By RFE/RL's Siberia.Realities

KOMSOMOLSK-ON-AMUR, Russia -- A court in Siberia has upheld the acquittal of LGBT activist and artist Yulia Tsvetkova in a high-profile case over drawings and other works of art she posted online that depict women's bodies.

Tsvetkova’s mother, Anna Khodyreva, said on November 22 that a court in the city of Komsomolsk-on-Amur rejected the prosecutor's appeal of her daughter’s acquittal.

Tsvetkova was acquitted in mid-July. Several days later, prosecutors filed an appeal against the court’s ruling, while anti-LGBT activists filed a petition urging the Investigative Committee to launch a new case against the activist.

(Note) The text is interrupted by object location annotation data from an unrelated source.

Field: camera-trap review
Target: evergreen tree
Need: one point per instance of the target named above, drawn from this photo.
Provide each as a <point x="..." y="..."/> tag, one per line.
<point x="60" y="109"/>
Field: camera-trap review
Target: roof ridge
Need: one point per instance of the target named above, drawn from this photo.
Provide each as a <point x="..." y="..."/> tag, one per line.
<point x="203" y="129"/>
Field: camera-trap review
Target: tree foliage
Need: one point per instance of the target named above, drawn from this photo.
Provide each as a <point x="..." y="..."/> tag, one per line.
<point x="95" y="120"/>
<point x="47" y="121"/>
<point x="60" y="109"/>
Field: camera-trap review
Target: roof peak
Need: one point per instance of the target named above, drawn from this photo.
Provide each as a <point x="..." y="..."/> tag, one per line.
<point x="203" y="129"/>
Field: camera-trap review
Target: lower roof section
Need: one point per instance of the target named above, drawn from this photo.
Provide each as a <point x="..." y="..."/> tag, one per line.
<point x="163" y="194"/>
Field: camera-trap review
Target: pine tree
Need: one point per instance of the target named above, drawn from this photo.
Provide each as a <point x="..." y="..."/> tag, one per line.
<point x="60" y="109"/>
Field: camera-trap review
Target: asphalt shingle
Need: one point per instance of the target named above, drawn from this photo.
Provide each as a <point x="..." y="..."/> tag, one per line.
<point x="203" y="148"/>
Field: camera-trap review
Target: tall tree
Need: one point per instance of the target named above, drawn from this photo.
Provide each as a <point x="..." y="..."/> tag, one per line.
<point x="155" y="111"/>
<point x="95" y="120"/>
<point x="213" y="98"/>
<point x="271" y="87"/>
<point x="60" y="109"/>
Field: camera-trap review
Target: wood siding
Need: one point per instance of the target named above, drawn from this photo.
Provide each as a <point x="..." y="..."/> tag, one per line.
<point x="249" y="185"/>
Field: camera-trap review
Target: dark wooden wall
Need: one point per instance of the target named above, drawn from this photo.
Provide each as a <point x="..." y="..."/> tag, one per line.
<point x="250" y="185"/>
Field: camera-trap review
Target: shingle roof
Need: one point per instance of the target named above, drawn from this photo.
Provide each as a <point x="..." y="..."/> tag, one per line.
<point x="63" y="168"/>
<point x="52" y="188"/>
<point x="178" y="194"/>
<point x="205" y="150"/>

Khodyreva said at the time that the prosecutors' move may prolong her daughter’s ordeal for years as the appeal meant a new investigation and trial, which could take two to three years to complete.

Prosecutors said at the time that they sought a conviction and a 38-month prison sentence in the case.

The 29-year-old Tsvetkova was charged with producing and distributing pornographic material for administering a social media page called The Vagina Monologues that showed abstract art resembling female genitalia.

The artist, an activist who draws women's bodies, is known for her advocacy of LGBT issues.

Tsvetkova’s trial began in April 2021 after a nearly 18-month investigation during which she was fined for spreading LGBT "propaganda" and put under house arrest.

The trial was held behind closed because prosecutors said they needed to show the images as evidence.

In May 2021, Tsvetkova launched a hunger strike to protest the case against her, saying the state's “cowardly” handling of her case and the ruining of her life amounted to “torture.”

Amnesty International has said the case against Tsvetkova amounts to political repression and “Kafkaesque absurdity.”

In June, the Justice Ministry added Tsvetkova to its list of "foreign agents."